Few people make it to the top of their professions without a supportive family. Certainly, that has been the case in my life. The reason this is so important is that trials and tribulations accompany life in a fishbowl. Stated simply, life is often lonely at the top, and a supportive family can provide the safety net of comfort in those times of need.
The ride to the top typically also includes the need to move often from one city to another. As my resume shows, my family and I moved nine times during my fifty-year career. Most of the moves were smooth and essentially uneventful for my family and me. One, however, was not – that was the move from Nashville to accept the chancellorship of the University of Tennessee at Martin.
The move to Martin was right from a career perspective, but from a family perspective it was the most traumatic experience of our life. Chip, a high school junior, and Tandy, a seventh grader, were forced to transfer from urban to rural schools mid-year, leaving behind beloved friends at a crucial time in their childhoods. Tandy, in particular, had a tough period of adjustment. I can painfully remember many nights when, as a family, we tearfully discussed the move and sought to adjust to it. We wondered many times whether the move was worth the costs in emotion.
Families of individuals in high-profile, pressure-packed leadership roles also have to confront the difficult task of finding quality time together. There are so many competing factors. I can remember well the frequent guilt I felt, spending so much time fulfilling my leadership responsibilities. Time and again I would have dinner with student leaders at the campus, while my teenage children ate alone in the private quarters of the chancellor’s residence. Time and again I had to attend student events on campus while my children had events at their schools.
A comment from my first boss, Coleman Harwell, gave me guidance and solace in dealing with competition for time with my family. I shall never forget his words when I shared with him my concern that I was spending eighty hours a week in my first newspaper job, which left little time to spend with my young wife and infant son. “It is not the quantity of time but rather the quality of time that makes a difference for a family,” he wisely told me.
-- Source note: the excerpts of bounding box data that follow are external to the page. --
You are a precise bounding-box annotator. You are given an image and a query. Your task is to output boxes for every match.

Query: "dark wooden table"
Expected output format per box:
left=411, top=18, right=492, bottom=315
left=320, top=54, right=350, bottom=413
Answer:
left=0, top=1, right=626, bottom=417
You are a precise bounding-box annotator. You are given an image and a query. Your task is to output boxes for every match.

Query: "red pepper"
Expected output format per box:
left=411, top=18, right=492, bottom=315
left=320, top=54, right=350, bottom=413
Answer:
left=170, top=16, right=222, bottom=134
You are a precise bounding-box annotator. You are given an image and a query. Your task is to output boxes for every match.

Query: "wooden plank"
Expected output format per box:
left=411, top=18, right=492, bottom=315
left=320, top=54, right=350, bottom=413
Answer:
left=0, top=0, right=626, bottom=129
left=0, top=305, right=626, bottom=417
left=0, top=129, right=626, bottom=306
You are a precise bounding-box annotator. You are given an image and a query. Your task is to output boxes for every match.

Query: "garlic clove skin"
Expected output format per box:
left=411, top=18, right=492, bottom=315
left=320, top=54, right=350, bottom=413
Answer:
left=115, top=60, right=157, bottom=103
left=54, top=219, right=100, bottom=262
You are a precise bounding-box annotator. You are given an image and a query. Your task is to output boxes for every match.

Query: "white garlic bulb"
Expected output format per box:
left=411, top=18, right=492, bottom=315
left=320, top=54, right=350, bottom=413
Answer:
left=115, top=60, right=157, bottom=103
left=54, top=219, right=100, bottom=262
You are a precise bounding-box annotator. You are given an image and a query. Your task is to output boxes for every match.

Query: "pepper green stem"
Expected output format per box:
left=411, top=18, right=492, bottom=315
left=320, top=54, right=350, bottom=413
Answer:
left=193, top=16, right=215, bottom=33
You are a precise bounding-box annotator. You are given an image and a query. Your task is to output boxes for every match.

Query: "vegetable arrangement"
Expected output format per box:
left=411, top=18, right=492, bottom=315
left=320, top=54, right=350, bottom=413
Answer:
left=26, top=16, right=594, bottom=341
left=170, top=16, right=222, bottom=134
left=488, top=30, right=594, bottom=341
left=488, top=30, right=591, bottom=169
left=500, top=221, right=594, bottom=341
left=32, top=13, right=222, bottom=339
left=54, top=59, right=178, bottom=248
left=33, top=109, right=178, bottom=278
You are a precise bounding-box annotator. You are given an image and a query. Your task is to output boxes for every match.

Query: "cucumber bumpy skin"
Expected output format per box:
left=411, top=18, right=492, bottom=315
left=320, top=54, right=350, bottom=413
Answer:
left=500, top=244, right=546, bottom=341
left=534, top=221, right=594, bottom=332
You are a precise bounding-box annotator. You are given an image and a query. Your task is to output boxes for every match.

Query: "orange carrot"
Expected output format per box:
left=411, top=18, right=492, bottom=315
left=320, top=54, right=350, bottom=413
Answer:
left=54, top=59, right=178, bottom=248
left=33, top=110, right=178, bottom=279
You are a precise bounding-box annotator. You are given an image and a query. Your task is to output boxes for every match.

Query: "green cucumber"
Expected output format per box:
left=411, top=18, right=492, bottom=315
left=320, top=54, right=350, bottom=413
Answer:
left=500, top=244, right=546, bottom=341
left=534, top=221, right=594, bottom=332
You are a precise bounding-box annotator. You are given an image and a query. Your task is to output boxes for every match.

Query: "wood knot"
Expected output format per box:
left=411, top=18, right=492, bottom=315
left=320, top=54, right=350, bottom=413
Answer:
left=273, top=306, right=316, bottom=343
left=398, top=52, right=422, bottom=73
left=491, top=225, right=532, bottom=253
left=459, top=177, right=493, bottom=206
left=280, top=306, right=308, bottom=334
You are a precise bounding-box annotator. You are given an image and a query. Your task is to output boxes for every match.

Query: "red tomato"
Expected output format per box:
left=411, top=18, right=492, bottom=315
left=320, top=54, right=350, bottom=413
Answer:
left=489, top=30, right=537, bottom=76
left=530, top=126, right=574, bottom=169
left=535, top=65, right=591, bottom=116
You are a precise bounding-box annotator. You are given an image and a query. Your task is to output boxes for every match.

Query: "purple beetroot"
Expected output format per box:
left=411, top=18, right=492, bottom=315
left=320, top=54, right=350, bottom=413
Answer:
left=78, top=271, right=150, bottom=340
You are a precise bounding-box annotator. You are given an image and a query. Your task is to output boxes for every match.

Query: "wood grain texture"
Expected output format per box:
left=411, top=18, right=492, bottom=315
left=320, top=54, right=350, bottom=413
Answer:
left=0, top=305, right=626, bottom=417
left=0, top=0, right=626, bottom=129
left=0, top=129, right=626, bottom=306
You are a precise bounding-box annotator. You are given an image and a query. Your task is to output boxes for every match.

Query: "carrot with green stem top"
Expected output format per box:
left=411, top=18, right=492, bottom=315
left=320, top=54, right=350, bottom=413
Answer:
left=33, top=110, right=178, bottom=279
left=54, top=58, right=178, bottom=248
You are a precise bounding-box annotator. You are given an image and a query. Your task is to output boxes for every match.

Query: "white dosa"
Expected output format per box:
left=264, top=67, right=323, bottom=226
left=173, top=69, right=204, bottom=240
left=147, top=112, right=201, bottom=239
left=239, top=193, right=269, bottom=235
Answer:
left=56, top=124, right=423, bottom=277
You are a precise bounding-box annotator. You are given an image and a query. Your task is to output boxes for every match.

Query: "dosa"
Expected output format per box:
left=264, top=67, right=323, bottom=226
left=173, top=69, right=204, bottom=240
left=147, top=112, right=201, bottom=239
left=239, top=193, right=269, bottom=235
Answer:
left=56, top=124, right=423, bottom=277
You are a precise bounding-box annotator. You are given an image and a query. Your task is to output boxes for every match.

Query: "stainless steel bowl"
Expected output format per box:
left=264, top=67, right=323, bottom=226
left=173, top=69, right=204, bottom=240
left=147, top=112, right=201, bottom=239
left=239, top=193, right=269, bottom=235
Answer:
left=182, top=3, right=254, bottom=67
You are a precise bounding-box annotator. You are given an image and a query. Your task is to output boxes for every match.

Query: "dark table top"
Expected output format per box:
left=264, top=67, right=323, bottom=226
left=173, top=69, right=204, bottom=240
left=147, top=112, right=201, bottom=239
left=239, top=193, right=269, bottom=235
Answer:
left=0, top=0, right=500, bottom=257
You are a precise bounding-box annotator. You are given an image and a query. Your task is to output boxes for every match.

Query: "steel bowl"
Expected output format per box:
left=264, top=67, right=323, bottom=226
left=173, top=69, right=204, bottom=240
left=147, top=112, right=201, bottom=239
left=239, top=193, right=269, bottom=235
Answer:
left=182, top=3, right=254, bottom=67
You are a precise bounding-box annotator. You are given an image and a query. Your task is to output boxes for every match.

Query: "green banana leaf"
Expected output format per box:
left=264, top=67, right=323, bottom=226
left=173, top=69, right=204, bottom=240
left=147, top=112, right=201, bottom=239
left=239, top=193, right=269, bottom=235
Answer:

His words have consistently rung true over the years as I observed hundreds of families in which fathers who were not in leadership roles were at home practically every evening and all weekend, yet many obviously had little interaction with their wives and children. Thanks to wise advice, I was able to carve out quality time – coaching teams on which my children played, attending events that made a difference to them, and arranging frequent out-of-town trips and vacations where we enjoyed each other without disruption.
My family survived life in a fishbowl and the frequent moves from one city to another. They always accepted occasional criticism of their husband and father as par for the course.